Certainly, Diners Club could not deny the existence of Exhibit 2 which is the Statement of
Account issued to Mrs. Polotan since, precisely, it was the one which issued said statement. But
to conclude that said Statement of Account was likewise an admission that Mrs. Polotan has no
more account with Diners Club would be equivocatory, or non-sequitur.
While private respondent admitted the existence of Exhibit 2, it could not have agreed to the
purpose for which the exhibit was presented. As satisfactorily found by the Court of Appeals and
to which this Court agrees:

Appellants allegation is misleading. On the contrary, appellees rebuttal witness,


Alfredo Vicente, categorically stated that the reason the Statement of Account in the
name of Alicia Polotan showed a zero balance (Exh. 2) was due to the fact that
effective February 1989, under a new system, separate monthly statements were
produced on supplementary card members. Prior to February 1989, the availments of
Mr. and Mrs. Polotan were incorporated under one statement.

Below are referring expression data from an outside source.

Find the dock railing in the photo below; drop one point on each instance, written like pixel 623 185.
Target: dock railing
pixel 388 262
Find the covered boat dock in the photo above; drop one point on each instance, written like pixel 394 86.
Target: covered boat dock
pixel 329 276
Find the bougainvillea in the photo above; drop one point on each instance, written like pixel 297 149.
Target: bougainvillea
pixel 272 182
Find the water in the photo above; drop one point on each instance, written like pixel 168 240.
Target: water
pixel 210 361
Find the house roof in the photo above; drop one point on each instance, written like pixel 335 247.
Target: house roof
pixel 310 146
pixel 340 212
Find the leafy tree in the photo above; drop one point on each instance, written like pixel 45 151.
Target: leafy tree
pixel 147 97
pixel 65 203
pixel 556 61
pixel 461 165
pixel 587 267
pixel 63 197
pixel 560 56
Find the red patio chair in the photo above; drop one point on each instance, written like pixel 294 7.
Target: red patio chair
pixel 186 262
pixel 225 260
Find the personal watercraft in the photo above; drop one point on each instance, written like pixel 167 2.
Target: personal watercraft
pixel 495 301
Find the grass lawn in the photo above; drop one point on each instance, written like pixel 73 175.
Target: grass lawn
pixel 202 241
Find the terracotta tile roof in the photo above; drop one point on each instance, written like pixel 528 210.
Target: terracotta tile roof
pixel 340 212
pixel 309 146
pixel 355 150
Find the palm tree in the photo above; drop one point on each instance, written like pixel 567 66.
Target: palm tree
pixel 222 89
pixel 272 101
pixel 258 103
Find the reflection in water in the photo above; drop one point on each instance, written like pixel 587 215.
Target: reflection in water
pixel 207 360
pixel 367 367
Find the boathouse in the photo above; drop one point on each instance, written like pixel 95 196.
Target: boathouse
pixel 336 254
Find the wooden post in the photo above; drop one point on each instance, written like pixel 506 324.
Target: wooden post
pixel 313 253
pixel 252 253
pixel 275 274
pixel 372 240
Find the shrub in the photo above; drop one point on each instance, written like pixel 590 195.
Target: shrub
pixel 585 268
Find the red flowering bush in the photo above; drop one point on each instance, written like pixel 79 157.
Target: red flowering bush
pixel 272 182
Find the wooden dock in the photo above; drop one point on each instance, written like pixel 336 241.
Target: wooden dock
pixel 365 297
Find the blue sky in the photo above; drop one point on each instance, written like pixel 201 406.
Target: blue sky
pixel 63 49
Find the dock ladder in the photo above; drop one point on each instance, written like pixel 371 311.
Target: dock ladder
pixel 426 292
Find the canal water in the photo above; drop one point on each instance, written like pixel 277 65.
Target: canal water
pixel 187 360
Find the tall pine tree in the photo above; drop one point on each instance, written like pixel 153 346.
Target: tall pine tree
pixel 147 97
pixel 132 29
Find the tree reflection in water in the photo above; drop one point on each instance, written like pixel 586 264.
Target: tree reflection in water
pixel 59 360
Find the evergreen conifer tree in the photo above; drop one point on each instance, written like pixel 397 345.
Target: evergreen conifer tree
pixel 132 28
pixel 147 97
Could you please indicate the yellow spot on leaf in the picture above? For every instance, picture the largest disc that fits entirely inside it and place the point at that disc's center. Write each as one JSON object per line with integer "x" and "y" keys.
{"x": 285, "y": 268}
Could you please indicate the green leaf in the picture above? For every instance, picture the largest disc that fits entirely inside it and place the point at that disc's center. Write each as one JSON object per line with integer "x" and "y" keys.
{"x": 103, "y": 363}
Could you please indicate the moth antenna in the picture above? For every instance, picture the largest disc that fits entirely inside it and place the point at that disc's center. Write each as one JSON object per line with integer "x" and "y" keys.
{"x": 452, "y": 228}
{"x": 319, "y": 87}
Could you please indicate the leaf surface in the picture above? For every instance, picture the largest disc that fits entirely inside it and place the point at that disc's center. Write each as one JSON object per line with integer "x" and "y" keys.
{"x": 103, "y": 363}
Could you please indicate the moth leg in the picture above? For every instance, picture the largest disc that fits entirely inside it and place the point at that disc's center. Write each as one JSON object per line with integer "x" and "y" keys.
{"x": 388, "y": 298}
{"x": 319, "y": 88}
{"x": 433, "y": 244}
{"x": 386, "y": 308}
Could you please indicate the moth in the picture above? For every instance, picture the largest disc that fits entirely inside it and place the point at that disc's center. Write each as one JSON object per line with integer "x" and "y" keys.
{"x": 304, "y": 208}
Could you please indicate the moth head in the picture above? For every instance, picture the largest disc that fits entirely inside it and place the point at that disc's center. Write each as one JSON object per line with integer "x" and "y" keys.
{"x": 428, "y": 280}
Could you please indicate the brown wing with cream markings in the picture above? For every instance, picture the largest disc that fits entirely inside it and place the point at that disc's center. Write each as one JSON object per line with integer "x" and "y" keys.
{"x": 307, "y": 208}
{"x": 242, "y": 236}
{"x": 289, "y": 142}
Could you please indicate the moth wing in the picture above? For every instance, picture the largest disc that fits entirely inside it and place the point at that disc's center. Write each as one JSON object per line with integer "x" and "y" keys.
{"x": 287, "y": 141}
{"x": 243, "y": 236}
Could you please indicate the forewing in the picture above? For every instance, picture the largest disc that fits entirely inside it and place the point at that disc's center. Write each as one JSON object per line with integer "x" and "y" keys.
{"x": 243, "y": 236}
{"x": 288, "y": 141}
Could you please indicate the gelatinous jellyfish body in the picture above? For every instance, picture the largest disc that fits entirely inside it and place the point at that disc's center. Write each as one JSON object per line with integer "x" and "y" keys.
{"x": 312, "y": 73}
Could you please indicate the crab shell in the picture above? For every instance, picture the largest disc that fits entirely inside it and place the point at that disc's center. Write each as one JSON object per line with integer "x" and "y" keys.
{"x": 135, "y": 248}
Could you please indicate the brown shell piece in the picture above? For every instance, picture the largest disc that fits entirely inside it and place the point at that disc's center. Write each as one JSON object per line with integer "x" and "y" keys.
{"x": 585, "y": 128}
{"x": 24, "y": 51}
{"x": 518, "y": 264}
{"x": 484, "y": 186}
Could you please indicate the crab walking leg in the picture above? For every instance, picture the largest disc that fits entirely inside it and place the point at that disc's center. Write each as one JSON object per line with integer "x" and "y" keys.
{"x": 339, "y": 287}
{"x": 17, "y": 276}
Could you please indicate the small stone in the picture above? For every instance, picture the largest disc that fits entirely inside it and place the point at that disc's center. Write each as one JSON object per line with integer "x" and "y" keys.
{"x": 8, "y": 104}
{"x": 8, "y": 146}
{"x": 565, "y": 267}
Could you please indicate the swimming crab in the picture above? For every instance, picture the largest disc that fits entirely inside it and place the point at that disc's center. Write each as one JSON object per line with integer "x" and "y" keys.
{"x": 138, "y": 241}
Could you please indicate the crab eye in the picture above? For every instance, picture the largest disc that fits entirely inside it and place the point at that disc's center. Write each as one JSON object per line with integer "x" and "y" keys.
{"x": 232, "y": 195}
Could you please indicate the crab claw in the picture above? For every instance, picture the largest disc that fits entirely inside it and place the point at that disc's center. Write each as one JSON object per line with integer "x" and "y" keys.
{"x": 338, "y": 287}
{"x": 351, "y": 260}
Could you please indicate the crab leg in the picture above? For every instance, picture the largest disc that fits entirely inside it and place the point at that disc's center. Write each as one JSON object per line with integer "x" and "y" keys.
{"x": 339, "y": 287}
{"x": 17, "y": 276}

Moreover, it is to be observed that while the Complaint was filed on 15 May 1987, the
Diners Club Monthly Statement in the name of Alicia B. Polotan is dated almost two
(2) years later or 02/08/89 (Exh. 2).This bolsters the testimony of Alfredo Vicente
regarding the entry of zero balance in Mrs. Polotans name.

Although said exhibit would, by itself, show that Mrs. Polotan had no more account with
Diners Club, it would not have been conclusive to prove that said account was already paid. The
proper evidence would have been a receipt of payment.
Significantly, petitioner did not contest the purchases as indicated in the statements of account
but merely alleged that some of the purchases being claimed to have been made by petitioner were
not supported by invoices. The lower court found otherwise.[12]
In light of the above, this Court sees no reason to award damages to petitioner.
WHEREFORE, in view of the foregoing, the petition for certiorari is hereby DENIED and
the Decision of the Court of Appeals AFFIRMED with the MODIFICATION that the attorneys
fees are reduced to 15%.
SO ORDERED.
Narvasa, CJ., (Chairman), Kapunan and Purisima, JJ., concur.